2022 Indian film by Shaad Ali

Mister Mummy is a 2022 Indian Hindi-language comedy drama film directed by Shaad Ali starring Riteish Deshmukh in the title role and Genelia D'Souza. The story involves a man who becomes pregnant. The film received highly negative reviews.

== Production ==
The film began production in March 2022.

== Soundtrack ==

Track listing
| No. | Title | Music | Singer(s) | Length |
|---|---|---|---|---|
| 1. | "Chupke Chupke" | Rochak Kohli | Rochak Kohli, Armaan Malik, Shilpa Rao | 5:16 |
| 2. | "Papaji Pet Se" | Sneha Khanwalkar | Amit Gupta, Sneha Khanwalkar | 2:50 |
| 3. | "Mister Mummy (Title Track)" | Sneha Khanwalkar | Amit Gupta, Harjot Kaur, Sneha Khanwalkar | 2:27 |
| 4. | "Rut Mastani" | Sneha Khanwalkar | Harjot Kaur, Sneha Khanwalkar | 2:23 |
| 5. | "Uncle Ji" | Sneha Khanwalkar | Jakir Hussen, Jasu Khan, Sneha Khanwalkar | 3:19 |
| 6. | "Chupke Chupke" (Film Version) | Rochak Kohli | Rochak Kohli, Armaan Malik, Shilpa Rao | 4:58 |
| Total length: |  |  |  | 15:56 |

== Reception ==
Mister Mummy received negative reviews from audiences.

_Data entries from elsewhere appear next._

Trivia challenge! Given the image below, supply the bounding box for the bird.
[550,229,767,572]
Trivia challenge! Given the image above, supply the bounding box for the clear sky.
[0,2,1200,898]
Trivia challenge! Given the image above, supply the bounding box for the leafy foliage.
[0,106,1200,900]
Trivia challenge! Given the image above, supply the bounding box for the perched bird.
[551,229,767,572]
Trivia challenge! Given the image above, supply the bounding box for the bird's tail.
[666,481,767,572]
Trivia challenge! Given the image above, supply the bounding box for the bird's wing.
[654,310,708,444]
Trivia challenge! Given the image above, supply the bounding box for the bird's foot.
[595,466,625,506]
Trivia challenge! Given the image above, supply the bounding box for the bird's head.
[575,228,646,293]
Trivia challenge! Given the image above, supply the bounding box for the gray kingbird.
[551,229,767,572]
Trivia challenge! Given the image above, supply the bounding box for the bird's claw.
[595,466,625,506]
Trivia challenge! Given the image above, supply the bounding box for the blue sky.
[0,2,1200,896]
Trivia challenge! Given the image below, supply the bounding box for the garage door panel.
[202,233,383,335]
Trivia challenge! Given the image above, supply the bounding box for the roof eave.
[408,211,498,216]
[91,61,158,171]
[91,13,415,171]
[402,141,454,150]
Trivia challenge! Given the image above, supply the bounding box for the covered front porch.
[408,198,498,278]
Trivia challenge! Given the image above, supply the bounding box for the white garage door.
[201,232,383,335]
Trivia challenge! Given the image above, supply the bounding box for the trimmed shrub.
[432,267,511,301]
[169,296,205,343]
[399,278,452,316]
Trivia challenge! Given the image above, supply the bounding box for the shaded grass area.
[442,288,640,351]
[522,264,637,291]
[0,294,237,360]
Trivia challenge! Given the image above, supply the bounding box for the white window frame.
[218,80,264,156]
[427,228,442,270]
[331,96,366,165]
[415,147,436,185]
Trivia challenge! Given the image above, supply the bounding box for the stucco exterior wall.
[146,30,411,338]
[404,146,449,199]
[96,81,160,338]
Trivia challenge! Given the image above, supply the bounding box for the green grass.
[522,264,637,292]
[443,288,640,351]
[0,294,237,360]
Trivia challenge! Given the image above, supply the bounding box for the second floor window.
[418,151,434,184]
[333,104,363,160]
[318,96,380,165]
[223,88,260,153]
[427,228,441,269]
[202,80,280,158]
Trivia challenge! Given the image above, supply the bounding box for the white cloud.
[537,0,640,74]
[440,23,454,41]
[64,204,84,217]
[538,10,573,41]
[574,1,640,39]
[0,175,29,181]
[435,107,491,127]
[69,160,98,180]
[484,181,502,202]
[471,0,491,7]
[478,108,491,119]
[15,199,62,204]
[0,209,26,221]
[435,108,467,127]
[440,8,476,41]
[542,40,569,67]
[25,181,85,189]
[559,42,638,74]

A critic from The Times of India wrote that "All things considered, Mister Mummy could have explored a lot more with the material at hand. But Shaad Ali ends up losing out on this opportunity. Definitely not worth watching". A critic from Rediff.com wrote that "The film is neither a comedy ... nor an emotional drama of an estranged couple still in love". A critic from The Quint wrote that "Yet another mediocre Bollywood slapstick comedy that is nothing but repackaged queerphobia".

== Controversy ==
In 2019, Kolkata-based producer Akash Chatterjee told T-Series the story of Vicky Pet Se, which he wanted to star Ayushmann Khurrana. T-Series had agreed to co-produce the film. Mister Mummy has the same storyline as his script but Chatterjee argues that he did not get due credit. The poster of Mister Mummy is also similar to a poster of Vicky Pet Se.